Year 10 Science · Unit 2 · Lesson 24

Radioactive Half-Life

Challenge Worksheet

Name
Date
Class

Learning Goals

Find the mistakes

A student wrote these five statements in their revision notes

  1. "Half-life is the time it takes for all of the radioactive nuclei in a sample to decay."
  2. "After two half-lives, none of the original sample is left because half plus half makes a whole."
  3. "You can shorten an isotope's half-life by heating the sample or grinding it into a powder."
  4. "A 100 g sample with a half-life of 5 days will have 50 g left after 5 days and 0 g after 10 days."
  5. "Carbon-14 dating works because carbon-14 has a very short half-life of only a few days."
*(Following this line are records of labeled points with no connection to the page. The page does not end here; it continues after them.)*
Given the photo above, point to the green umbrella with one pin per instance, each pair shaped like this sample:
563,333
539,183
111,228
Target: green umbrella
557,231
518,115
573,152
1. Identify the error in statement 1 and write the correct definition of half-life.

Challenge 1 mark

2. Correct statement 2. State the fraction of the original sample that actually remains after two half-lives, and explain why.

Challenge 1 mark

3. Correct statement 3. Explain what half-life actually depends on and why physical conditions do not change it.

Challenge 1 mark

4. Correct statement 4. Work out how much of the 100 g sample is actually left after 10 days, showing your working.

Challenge 2 marks

5. Correct statement 5. State the approximate half-life of carbon-14 (146C) and explain why this value makes it useful for dating old objects.

Challenge 2 marks

1. A sample of carbon-14 has decayed until only 1/16 of the original amount remains. Using a half-life of about 5730 years, calculate the approximate age of the sample. Show how many half-lives have passed and your full working.

Challenge 3 marks

Wrap Up

Why would an isotope with a half-life of a few hours be useless for dating a fossil thousands of years old? Explain in one or two sentences.